The proposed downzoning is measured from a baseline of what’s already allowed in the community plan, not the situation on the ground today. Many areas currently occupied by single-family homes have been zoned to allow for more units for two decades. The community plan only defines what’s envisioned for future development. It doesn’t mandate changes to existing conditions.

“Even if our plan doubles or triples density, it doesn't mean it will ever be built out,” Jaworski said. “We can put into the plan whatever we want, but a lot of what was already in the plan hasn't been realized even though we just went through this huge growth spurt with cheap money and development everywhere, and it still didn't happen.”

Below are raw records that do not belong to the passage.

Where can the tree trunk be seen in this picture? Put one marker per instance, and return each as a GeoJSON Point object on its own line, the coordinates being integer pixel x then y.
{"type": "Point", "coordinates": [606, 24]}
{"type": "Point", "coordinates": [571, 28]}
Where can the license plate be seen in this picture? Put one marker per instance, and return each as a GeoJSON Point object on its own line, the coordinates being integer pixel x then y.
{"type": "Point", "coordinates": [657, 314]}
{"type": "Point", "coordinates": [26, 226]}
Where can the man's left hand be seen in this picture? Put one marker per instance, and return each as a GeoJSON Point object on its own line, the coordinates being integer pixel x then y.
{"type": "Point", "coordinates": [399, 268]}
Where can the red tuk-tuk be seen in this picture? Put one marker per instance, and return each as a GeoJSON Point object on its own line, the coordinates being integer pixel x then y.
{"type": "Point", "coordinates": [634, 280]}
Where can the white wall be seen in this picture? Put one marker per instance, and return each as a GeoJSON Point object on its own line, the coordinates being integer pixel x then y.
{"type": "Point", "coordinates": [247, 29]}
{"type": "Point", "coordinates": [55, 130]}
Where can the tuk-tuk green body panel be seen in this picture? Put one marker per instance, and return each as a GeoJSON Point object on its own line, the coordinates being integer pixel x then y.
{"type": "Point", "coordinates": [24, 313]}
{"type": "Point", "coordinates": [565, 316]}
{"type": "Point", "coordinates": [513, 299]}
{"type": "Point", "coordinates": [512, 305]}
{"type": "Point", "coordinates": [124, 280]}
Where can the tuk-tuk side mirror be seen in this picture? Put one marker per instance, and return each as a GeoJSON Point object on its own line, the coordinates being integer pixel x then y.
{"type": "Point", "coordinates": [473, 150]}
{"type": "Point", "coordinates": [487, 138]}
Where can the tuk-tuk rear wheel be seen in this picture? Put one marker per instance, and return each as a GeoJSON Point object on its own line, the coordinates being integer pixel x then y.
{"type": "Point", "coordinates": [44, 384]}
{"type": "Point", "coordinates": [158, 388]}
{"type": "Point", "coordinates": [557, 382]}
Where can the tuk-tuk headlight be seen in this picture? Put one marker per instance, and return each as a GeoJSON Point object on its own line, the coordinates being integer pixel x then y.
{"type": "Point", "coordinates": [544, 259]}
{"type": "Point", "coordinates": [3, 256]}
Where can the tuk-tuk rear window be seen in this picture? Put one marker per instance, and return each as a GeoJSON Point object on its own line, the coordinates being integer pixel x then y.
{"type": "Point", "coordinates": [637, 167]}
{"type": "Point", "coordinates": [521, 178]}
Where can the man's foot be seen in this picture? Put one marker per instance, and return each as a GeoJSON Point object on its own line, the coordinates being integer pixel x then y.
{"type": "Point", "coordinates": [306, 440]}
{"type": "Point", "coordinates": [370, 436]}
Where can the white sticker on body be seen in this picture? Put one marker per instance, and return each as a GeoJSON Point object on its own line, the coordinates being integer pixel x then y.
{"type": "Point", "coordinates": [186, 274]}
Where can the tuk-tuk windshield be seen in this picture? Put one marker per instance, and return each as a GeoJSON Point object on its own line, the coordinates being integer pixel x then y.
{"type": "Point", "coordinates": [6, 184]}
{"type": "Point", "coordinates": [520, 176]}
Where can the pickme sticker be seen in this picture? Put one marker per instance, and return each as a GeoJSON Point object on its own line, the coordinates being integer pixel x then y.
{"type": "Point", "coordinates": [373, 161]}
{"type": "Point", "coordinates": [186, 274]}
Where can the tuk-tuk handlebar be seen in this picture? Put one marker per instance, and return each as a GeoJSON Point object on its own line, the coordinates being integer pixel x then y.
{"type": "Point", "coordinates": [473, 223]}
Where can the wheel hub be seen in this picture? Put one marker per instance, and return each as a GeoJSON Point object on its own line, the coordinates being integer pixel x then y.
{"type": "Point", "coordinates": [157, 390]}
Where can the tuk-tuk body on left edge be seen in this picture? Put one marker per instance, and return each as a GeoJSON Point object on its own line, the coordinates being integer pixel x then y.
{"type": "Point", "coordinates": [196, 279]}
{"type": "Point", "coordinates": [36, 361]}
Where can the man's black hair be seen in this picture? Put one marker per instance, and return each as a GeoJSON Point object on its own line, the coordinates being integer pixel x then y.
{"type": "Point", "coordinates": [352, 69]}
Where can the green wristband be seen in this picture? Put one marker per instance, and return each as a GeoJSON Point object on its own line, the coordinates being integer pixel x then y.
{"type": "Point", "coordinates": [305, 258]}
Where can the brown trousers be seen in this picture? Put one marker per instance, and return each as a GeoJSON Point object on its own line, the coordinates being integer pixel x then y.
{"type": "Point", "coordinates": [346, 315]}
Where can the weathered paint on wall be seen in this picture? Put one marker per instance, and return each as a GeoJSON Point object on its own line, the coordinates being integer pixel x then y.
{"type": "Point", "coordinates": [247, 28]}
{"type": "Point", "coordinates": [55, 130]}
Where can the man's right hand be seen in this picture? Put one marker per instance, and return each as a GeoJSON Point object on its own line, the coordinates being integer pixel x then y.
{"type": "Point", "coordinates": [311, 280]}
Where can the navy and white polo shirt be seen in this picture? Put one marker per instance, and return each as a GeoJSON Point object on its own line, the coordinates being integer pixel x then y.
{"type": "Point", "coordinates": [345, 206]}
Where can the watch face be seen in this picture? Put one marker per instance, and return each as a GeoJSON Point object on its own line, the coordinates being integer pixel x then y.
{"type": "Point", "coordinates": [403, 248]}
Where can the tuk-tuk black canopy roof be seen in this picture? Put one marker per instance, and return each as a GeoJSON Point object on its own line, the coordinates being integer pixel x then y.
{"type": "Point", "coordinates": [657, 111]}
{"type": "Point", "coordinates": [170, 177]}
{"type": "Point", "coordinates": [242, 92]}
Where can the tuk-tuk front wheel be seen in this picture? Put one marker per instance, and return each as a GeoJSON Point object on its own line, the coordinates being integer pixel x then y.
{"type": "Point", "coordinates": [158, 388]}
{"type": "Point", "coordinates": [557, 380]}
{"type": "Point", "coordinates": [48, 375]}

The Uptown Planners group is putting together its own draft land use map. It has asked each neighborhood in the community to create a neighborhood-specific map.

It has already adopted a proposal for the Middletown area east of Interstate 5, which calls for mixed-use development near the freeway, unlike the city’s map, which would prohibit new housing adjacent to the freeway due to health- and airport-related concerns. It has also adopted a map for Bankers Hill.

On April 2, the group is expected to vote on a plan for Mission Hills. Plans for the Hillcrest, University Heights and medical center areas could be approved at the same time.

Then the city planning department will decide whether or how to marry the proposals.

“I don’t think that what we're proposing is going to be radically different than what's on the table,” Jaworski said. “I don't think we're too far away.”